Consumers are remaining cautious amid macro uncertainties: price and quality are now the most important product characteristics that influence consumers’ purchasing decisions.
CPGs and retailers are facing greater pressure: slower demand growth, persistent cost pressures, and heightened investor scrutiny are pushing CPGs to reconfigure their operating models.
Shifting sustainability attitudes: sustainability remains a priority for consumers and CPGs, but only selectively. Instead, sustainability led growth is concentrated in specific applications, rather than broadly distributed across portfolios.
Furthermore, McKinsey’s research indicates that industry growth is at or below GDP, with tepid growth expected over the next one to two years before stabilising at GDP levels in the context of shifting global economic and geopolitical stability. Across both categories and regions, selective sub-pockets remain that are growing faster and others that are declining. Growth and margins have decelerated overall across major substrates, owing to weak demand and inflationary cost pressures. Growth in EBITDA margins also remain nearly flat or slightly negative across the industry.

These financial headwinds are also being compounded by a general environment of consolidation and talent turnover within the industry as well. Several mega deals have been completed across substrates in recent years. While over the past several years, CEO and senior leadership turnover in particular has increased sharply across major packaging and paper companies.
To succeed in this new era of lower demand growth and emerging challenges, the analysis highlights how packaging and paper companies will need to embrace new timelines and levers to address underperformance. Specifically, the analysis details four elements that could make the difference in creating value moving forward: execution in commercial excellence, a relentless focus on cost, rejuvenated talent and leadership, and the value-oriented application of advanced analytics and gen AI.
David Feber, senior partner at McKinsey, said: ‘Looking at both structure and performance, it is apparent that the global packaging industry has entered a reset. After more than a decade of structural tailwinds, customers are under pressure, balance sheets are tightening, and investors are demanding sharper capital discipline. In this environment, value creation depends less on overall exposure to growth and more on execution and conscious growth focused on sub-segments that are growing faster than the overall market. It will also be important to develop new capabilities and pursue innovation, particularly in data and gen AI.’
Daniel Nordigården, partner at McKinsey, added: ‘Balance sheets, leadership capability, and operating rigor will increasingly determine winners and losers in the packaging and paper industry.
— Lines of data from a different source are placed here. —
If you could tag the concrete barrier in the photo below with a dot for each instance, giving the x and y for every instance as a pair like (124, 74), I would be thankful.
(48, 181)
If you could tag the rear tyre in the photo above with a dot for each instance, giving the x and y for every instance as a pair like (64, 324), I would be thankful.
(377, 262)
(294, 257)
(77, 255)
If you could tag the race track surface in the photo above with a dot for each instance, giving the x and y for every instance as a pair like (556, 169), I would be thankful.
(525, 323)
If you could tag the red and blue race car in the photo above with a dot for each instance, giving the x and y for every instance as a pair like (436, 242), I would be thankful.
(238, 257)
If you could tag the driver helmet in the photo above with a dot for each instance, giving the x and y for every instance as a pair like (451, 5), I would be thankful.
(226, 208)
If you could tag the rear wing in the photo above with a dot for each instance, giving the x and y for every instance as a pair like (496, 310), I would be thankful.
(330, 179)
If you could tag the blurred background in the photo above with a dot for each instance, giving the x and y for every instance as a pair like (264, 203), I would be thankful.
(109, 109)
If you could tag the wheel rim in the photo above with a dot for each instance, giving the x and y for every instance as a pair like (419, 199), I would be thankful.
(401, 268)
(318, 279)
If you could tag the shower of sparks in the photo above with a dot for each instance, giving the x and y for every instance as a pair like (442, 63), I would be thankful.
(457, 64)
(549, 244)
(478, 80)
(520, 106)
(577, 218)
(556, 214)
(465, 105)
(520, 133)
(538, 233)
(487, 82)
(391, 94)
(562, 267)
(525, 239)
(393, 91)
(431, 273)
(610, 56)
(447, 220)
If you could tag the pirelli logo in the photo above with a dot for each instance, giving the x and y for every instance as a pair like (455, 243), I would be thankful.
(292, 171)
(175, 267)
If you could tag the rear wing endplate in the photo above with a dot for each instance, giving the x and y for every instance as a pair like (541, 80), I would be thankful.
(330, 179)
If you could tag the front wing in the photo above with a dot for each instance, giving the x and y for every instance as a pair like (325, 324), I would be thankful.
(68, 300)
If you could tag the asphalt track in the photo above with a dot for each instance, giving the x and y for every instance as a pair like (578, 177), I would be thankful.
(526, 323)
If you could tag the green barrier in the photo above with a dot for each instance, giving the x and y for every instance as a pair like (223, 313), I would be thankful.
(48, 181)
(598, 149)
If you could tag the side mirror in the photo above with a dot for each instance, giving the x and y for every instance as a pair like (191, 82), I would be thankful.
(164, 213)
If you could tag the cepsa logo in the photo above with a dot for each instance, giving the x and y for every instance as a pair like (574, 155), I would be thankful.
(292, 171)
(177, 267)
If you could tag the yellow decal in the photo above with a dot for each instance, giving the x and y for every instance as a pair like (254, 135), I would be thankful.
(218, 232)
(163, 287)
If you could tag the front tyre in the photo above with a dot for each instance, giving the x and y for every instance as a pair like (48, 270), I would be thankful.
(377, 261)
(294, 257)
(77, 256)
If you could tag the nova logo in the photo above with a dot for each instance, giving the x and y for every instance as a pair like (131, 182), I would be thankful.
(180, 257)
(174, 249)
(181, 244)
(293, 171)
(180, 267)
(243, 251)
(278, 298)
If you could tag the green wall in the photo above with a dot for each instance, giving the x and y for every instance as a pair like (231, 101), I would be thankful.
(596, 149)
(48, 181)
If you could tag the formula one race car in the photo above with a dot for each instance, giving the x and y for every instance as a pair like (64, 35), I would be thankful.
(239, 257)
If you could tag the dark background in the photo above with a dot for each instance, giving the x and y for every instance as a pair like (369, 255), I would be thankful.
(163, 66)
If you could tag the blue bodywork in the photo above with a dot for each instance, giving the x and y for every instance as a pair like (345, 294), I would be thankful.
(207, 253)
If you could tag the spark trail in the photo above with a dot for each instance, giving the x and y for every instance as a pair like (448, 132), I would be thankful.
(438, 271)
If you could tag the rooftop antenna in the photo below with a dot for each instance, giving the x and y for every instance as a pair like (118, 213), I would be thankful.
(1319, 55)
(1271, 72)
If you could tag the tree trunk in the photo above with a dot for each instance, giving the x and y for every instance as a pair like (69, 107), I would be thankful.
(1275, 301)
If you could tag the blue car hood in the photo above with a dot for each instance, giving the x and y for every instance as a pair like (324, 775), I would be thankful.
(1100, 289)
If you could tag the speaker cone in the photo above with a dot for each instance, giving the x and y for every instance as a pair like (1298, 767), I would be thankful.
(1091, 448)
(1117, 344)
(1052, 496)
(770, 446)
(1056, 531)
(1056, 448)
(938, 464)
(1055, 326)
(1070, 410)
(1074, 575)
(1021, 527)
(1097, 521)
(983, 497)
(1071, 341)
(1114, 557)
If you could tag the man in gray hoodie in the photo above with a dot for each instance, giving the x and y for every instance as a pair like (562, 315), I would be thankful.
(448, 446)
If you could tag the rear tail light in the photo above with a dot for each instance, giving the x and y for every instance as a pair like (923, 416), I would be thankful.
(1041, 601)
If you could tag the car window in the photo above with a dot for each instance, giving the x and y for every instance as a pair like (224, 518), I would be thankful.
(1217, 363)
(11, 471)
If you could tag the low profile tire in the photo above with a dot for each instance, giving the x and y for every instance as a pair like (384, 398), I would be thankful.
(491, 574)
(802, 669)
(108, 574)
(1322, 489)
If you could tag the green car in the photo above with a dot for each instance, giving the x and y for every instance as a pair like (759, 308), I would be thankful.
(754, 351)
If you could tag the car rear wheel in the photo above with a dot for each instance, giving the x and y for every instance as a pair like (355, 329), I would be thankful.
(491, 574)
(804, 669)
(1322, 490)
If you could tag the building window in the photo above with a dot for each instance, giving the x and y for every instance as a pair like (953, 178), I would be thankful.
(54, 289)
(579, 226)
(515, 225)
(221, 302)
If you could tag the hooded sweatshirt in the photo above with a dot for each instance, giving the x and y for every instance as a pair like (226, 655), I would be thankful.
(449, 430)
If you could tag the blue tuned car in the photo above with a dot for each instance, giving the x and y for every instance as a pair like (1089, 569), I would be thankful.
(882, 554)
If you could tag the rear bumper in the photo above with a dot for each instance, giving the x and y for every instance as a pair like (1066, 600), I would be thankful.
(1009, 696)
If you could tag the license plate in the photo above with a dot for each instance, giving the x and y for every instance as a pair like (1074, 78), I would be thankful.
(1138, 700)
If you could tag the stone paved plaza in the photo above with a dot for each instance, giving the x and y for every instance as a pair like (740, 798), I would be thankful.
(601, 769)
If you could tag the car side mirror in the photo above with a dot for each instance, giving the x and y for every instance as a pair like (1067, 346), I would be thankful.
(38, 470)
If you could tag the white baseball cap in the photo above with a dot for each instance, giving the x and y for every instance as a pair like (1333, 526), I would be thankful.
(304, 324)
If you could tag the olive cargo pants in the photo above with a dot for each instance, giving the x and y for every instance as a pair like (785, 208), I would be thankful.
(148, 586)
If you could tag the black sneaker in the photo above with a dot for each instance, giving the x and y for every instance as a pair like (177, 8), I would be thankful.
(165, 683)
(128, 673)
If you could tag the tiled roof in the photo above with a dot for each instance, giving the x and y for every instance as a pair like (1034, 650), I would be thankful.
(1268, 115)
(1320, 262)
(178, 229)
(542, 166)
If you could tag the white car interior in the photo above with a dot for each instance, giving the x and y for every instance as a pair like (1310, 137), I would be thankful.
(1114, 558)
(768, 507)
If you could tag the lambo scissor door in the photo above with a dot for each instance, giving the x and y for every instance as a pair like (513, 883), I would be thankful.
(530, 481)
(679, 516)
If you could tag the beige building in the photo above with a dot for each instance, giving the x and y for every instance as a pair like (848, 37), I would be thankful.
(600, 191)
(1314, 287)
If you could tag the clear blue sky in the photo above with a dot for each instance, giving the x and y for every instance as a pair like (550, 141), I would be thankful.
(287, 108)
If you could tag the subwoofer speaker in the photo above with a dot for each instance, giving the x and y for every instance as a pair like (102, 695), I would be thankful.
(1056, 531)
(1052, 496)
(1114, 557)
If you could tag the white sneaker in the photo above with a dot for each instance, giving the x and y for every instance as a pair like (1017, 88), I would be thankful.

For CEOs and boards, the imperative is clear: act decisively to reshape portfolios, strengthen fundamentals, and build the capabilities required to compete in a lower growth, higher volatility world.’
Overall, the findings highlight a packaging market defined by trade offs rather than linear trends. Companies across the value chain will need to navigate evolving consumer expectations, regulatory pressure and material substitution dynamics to remain competitive in a lower growth and increasingly complex environment.